In v4, Tailwind scans your project files automatically. You only need to configure content for packages that live outside your project root — like component libraries:

// tailwind.config.ts (still needed for content paths)
content: [
  "./src/**/*.{ts,tsx}",
  join(dirname(require.resolve("gwan-design-system")), "**/*.{js,ts,tsx}"),
],

Why this is better for a component library

In v3, library consumers had to add the library's source to their content array and extend the theme with the library's colour tokens. If they forgot either, components would render without styles or colours.

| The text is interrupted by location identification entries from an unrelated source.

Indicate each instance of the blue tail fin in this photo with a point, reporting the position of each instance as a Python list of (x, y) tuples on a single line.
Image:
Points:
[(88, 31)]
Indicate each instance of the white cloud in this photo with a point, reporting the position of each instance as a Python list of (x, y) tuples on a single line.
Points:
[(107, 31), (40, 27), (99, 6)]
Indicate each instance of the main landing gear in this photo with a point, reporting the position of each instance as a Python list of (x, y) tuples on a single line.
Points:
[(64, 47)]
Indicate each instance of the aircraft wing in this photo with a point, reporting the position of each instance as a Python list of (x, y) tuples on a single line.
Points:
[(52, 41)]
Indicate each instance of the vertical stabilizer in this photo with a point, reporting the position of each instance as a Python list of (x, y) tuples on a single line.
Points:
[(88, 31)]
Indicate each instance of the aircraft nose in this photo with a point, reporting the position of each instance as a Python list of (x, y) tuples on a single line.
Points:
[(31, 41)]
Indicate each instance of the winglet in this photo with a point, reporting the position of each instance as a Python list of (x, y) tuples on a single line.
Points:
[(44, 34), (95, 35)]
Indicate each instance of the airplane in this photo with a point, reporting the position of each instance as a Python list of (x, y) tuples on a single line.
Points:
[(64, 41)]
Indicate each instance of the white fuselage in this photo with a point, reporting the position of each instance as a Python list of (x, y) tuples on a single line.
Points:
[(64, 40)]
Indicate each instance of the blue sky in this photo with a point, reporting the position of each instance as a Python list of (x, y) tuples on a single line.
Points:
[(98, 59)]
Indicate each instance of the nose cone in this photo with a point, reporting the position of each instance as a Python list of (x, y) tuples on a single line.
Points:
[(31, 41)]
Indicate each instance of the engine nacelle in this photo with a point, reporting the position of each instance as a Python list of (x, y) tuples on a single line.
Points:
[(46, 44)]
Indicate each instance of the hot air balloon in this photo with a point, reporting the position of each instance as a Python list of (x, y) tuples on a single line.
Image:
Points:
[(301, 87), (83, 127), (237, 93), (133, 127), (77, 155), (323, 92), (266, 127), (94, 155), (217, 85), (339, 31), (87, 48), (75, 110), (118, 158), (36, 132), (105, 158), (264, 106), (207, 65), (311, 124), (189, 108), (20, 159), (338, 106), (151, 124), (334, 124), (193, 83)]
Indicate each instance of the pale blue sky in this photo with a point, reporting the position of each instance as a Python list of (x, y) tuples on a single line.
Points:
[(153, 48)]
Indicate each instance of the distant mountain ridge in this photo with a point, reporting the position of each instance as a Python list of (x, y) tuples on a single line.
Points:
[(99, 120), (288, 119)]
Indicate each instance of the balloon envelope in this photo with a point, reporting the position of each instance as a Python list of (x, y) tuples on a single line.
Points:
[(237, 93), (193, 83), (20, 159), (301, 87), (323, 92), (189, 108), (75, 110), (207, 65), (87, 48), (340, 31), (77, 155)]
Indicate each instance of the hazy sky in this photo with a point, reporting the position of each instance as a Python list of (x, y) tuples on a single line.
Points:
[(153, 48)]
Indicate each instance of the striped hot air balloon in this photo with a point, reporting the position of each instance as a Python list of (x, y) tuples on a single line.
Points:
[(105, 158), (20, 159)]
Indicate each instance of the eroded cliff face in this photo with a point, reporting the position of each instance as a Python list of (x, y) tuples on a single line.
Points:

In v4, the library ships pre-built CSS that uses CSS custom properties. Consumers only need to:

  1. Add the library source to content (so Tailwind scans class names)
  2. Define the CSS variables in their globals.css

The token values are runtime CSS, not build-time Tailwind config. This makes theming more resilient and makes the library less tightly coupled to the consumer's build setup.

Upgrading from v3

npm install tailwindcss@latest @tailwindcss/postcss@latest
  1. Replace the three @tailwind directives with @import "tailwindcss"
  2. Move theme.extend.colors from your config to @theme {} in your CSS
  3. Replace plugins: [require(...)] with @plugin "..." in your CSS
  4. Test — most utility classes are identical between v3 and v4

The official v4 upgrade guide covers edge cases.

Summary

Tailwind v4 is a better foundation for design systems because theming is pure CSS, not JavaScript config. Tokens are runtime properties that respond to class selectors, which makes dark mode and brand customisation work with zero JavaScript.